Political leadership is therefore critical, but Trump has been unwilling.  Despite the uniform advice of medical professionals in the field, Trump has been unwilling to call on all Americans, and in particular all of his supporters, to wear masks.  He rarely wears masks himself, makes a big show of pulling it off when he has had to wear one (such as when he returned to the White House from Walter Reed Hospital, where he had been treated for Covid-19), and continues to organize large political rallies where few wear masks (but with participants required to sign legal waivers saying that should they become infected as a result, they cannot sue the Trump campaign).  And Trump continues to mock Joe Biden and others who are conscientious in wearing masks when in public.

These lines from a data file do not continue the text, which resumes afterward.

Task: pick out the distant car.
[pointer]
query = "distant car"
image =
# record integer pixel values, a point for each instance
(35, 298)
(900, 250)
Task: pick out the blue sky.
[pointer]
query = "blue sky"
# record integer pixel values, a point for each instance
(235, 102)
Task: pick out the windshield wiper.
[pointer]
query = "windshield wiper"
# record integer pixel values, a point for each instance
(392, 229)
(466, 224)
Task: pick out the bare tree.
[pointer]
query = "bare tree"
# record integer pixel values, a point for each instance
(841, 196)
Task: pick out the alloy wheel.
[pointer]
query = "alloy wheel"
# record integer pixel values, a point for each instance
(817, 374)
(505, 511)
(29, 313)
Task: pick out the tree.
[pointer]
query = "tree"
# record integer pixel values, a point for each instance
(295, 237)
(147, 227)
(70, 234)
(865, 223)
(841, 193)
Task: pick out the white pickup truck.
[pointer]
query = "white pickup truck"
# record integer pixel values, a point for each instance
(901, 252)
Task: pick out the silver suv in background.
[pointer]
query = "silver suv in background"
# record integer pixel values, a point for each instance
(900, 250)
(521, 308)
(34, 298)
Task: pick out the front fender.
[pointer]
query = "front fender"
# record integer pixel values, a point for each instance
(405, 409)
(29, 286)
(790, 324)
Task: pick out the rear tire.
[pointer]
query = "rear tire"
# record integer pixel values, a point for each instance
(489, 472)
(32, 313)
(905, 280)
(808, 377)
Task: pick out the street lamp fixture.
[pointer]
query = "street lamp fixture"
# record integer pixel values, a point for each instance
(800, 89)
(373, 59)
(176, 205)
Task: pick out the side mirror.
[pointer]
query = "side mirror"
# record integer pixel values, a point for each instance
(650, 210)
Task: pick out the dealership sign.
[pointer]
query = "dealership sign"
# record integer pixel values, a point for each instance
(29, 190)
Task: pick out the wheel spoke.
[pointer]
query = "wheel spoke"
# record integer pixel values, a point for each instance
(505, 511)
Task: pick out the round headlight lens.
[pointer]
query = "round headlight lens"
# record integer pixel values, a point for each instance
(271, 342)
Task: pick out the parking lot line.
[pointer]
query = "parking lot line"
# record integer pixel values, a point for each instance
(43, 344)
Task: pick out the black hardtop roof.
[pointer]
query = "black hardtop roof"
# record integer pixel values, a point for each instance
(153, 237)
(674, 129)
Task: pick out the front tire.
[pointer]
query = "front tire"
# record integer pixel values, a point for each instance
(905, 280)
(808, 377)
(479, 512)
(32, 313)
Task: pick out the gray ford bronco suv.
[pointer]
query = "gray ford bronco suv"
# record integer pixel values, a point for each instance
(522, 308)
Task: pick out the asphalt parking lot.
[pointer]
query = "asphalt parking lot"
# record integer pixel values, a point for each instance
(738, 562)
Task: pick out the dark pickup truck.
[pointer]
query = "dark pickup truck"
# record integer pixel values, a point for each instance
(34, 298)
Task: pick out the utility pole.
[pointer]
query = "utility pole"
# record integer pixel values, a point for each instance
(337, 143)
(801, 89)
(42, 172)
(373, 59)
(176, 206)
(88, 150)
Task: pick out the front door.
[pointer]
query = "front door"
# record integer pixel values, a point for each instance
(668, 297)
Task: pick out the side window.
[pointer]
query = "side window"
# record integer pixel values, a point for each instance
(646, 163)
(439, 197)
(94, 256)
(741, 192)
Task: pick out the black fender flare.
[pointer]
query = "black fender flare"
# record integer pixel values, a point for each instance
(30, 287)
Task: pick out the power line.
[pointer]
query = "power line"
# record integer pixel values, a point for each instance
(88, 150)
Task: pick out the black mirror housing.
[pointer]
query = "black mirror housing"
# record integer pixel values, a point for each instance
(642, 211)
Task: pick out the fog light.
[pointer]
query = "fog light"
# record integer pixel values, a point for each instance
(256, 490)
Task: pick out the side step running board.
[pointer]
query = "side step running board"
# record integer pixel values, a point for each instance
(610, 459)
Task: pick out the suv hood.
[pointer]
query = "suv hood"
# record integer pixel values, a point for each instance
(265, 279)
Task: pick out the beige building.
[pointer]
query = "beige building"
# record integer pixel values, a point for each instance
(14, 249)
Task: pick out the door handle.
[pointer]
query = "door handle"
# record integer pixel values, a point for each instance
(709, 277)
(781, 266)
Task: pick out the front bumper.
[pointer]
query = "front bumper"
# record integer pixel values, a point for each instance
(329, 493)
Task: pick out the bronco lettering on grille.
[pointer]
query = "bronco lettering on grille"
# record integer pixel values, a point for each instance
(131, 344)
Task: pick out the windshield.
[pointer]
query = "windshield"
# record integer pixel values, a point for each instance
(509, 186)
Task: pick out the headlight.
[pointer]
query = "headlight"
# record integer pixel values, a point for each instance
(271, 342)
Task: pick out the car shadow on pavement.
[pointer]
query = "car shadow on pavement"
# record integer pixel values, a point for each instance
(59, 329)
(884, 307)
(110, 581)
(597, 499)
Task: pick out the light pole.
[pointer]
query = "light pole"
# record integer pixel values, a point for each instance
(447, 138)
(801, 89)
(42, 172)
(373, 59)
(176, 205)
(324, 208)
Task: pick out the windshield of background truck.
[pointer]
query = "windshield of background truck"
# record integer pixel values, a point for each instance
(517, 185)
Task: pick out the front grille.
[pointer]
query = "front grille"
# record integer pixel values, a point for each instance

Why?  Wearing a mask makes it obvious that an infectious disease is circulating.  It makes it obvious that Trump and his administration have failed to bring this terrible disease under control.  Trump continues to assert instead, as he has from the start as well as more recently (during, for example, the second, October 22, debate with Joe Biden), that all is under control and that while there have been “spikes” they are all either “gone” or “will soon be gone”.  From the start in January, Trump has repeatedly asserted that it was “totally under control”, that “It’s going to be just fine”, that it was just a hoax (indeed, a “new hoax” of the Democrats), and that it would soon (Trump asserted in February) just disappear (“like a miracle”).  And Trump’s repeated assertion that “it’s going away” is well-documented in this Washington Post video compilation.

But cases are in fact rising as I write this, and rising rapidly.  Confirmed cases hit over 83,000 on October 23 and then over 83,000 again on October 24 – they had never before exceeded 77,300 in a single day in the US.  Hospitalizations are rising as well, and the surge in hospitalizations is starting again to overwhelm hospitals in parts of the country.  It is absurd to say, as Trump repeatedly insists, that cases are rising only because more testing is being done.  (As one wag put it:  “I stopped gaining weight as soon as I stopped weighing myself.”)

The number of dead in the US from this disease now exceeds (as I write this) over 228,000.  That exceeds the number of soldiers who died in battle in the US Civil War (Union plus Confederate together) of 214,938.  It is 70% greater than the 134,575 Americans who died in battle in World War I plus the Korean War plus the Vietnam War, combined.  This has been the worst public health crisis in the US in more than a century.  Yet Trump claims he has been a great success.

The widespread wearing of masks would be an obvious signal of Trump’s failure.  It is understandable (but not defensible) that he would want to hide such overt signs of his failure before the upcoming election.  But to put short-term politics above public health concerns is deplorable.